That sinking feeling

Not content with a spring holiday in Cannes, members of the York Council Cabinet are now set to buy themselves a pleasure boat.

£100,000 is being reserved to fund a project which would see a redundant barge converted into a floating arts centre.

While many might question whether there is a shortage of arts venues in the City (many secondary schools now have performance space, as do the Higher Education establishments), what must be beyond argument is that anything in York City centre that can float is likely to do so (if only temporarily).

It is difficult to think of a more vulnerable location than a barge given the impact that climate change is having on flooding patterns in the city. Many houseboats have already been cut off for over 3 weeks this autumn and one narrow-boat sank in September; hardly the basis for a dependable entertainment venue.

If there is a need for more space, then the soon to be vacated Guildhall annex or the Bonding Warehouse are more likely venues. The latter at least – although likely to be inaccessible for a couple of weeks a year – won’t sink!

The proposal is that a venue will be created from a reclaimed river barge and will “integrate a café bar with performance and exhibition space as well as retail and workshop activities”. The cost of the renovation project is put at £275,000.

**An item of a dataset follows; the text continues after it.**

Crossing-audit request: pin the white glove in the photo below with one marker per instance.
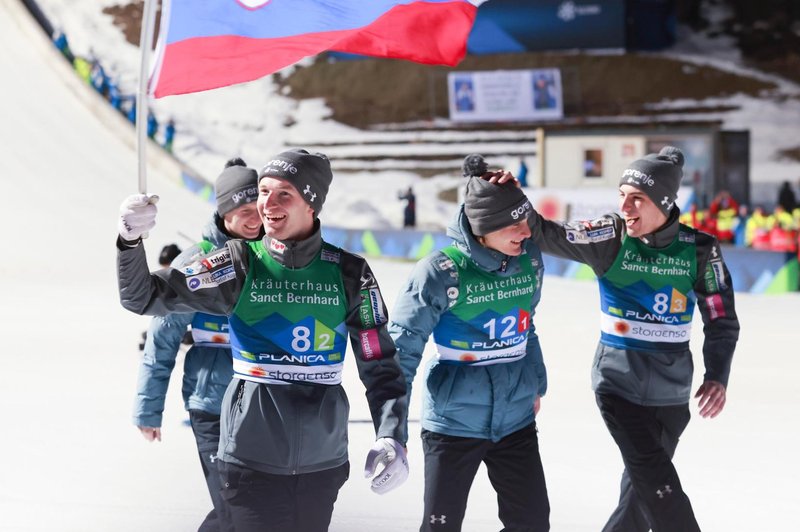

The Council report fails to indentify the income streams necessary to sustain what would be, potentially, a very expensive venue to run and maintain (the last – non floating – arts centre in the City went bust 20 years go)

The money is coming from the “Economic Infrastructure Fund”. Already £12.12 million of this has been spent with most of it being borrowed.

The repayments on the additional debt have already added nearly £1 million a year to the amount that Council Taxpayers will have to find.

It seems that huge increases in the fees for Council services are planned, together with cuts to public services, to help to pay for the new debts.

NB. The Council is also considering using £338,000 from the fund to increase Council wages to the minimum “living wage”.

573 Council employees would have their pay increased to £7-45p an hour. Most are cleaners and mid day supervisors in schools.

This would mean borrowing money to fund ongoing day to day expenditure.

That is halfway down the greasy pole to bankruptcy and a proposal that the District Auditor should be taking an interest in.